A bit of background - I came at these books having been involved in model making and specifically wargaming for many years, I’m a digital and creative art teacher, and so a lot of the stuff contained in the books was not new to me, but some was, moreover, some were techniques i knew but just hadn't shifted paradigm to even think of using them in my hobby modelling.
I don’t often do product reviews on the site, only really when something exceptional comes along, and these books are certainly that, but let me know in the comments if this article was any helps, and if you;d like to see me write like this more often.
Both the books discussed are available through Forge World. both are priced as £26 at the time of writing.
The first model masterclass book is incredibly useful, and I think every modeller who works with vehicle kits can get something from it, no matter that it’s called a “masterclass” some of the very easy and effective techniques can help out any modeller.
Now, is it essential? no, not at all.
Can most of the stuff in it be learned form the web? Sure, you need to trawl through military modelling website though, and have a rough idea what you want to achieve.
Where this first book wins is in gathering all these techniques from the scale and military modelling worlds together and showing how they are done in one neat package for the hobby modeller, I cant recommend this book highly enough to well, everyone.
This book covers some advanced modelling and painting techniques and is very easy to follow, it’s strength lies in it’s simple layout and good, step by step instruction.
It’s also packed full of stuff you just haven’t thought of.
Now we come to the second book, and where things get stickier. it’s much lighter on actual techniques, having shown most of it’s aces in the first book. the whole book lacks that level of simple, step-by-step instruction that the first has.

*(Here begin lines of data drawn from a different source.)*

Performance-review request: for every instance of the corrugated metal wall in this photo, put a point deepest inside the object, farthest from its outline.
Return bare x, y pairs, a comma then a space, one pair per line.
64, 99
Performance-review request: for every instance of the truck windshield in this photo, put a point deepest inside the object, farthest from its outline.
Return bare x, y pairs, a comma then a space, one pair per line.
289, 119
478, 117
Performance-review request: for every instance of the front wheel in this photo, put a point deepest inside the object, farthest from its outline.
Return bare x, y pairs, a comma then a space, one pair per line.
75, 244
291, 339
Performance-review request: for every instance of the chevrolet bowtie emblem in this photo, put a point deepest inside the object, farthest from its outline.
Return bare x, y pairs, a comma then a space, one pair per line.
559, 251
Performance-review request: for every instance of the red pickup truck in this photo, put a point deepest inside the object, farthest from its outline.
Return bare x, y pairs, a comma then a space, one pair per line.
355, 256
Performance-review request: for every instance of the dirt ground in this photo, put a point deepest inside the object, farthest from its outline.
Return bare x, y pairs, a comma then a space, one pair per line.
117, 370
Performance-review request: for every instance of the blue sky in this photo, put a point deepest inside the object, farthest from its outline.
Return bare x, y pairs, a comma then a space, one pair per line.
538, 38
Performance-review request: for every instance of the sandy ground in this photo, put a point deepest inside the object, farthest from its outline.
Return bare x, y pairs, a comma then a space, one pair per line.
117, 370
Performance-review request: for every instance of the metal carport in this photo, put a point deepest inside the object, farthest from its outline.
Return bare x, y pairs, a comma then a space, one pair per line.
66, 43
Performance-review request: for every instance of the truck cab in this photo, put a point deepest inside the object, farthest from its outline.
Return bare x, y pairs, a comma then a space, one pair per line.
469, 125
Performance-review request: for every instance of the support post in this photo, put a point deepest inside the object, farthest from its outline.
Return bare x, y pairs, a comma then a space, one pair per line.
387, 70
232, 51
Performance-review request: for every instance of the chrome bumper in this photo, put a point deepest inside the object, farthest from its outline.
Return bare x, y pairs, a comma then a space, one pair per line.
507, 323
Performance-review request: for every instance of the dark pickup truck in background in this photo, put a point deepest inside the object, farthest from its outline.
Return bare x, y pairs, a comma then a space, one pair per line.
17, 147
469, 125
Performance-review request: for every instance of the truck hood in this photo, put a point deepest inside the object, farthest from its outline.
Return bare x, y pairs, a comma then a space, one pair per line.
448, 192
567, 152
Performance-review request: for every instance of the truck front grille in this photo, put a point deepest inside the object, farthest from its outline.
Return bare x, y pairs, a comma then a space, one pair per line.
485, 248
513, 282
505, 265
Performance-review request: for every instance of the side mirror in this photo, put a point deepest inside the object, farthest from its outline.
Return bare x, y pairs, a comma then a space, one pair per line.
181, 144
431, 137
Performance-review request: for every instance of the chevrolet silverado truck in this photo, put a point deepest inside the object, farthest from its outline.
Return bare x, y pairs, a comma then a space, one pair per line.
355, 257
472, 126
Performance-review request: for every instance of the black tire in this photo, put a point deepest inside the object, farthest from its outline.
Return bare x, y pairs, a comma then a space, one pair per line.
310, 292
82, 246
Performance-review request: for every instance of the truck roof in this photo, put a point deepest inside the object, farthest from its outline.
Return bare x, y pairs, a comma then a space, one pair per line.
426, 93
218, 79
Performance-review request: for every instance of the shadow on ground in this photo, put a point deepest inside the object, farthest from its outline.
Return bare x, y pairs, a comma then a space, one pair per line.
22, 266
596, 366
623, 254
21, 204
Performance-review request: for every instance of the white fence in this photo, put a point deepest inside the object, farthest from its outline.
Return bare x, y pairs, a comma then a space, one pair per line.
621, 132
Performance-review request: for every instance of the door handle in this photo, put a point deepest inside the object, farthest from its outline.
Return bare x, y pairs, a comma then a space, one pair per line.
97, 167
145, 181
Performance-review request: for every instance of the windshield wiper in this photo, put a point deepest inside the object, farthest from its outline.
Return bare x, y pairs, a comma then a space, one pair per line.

This isn't necessarily a bad thing, to repeat all the steps of book one would be pointless, but it for sure assumes you have the first volume. I think this is exactly what this book needed to be, but I can see some people being disappointed at that lack of clarity of technique.
it’s still got the same excellent photography and production values, it still has a decent price point, and I find it contains plenty for me to both be inspired by and learn from.
There are articles covering some of the famous, high visibility models and dioramas to come out of Forge World, and as such it is a very informative books, but i wouldn't recommend it as widely and universally as the first book. it’s much more about finesse, ways to combine techniques for subtle variation of finish. and it is much more a book about how certain effects on certain models were accomplished.
This is not a book everyone needs, it wont give you the same feel of a new technique on every page. it does have some beautiful models in it, and it does tell you how techniques were applied to create effects, but it’s much more a book about how to achieve certain effects, than the first, which reads much more like book about universal techniques.
So do you need both? no. but if you’re like me, you might want both.
Do yourself a favour and don't buy the second book expecting the same amount of new and revelatory techniques as the first, buy it to see some of the best our hobby has to offer, and maybe pick up a thing or two on the way.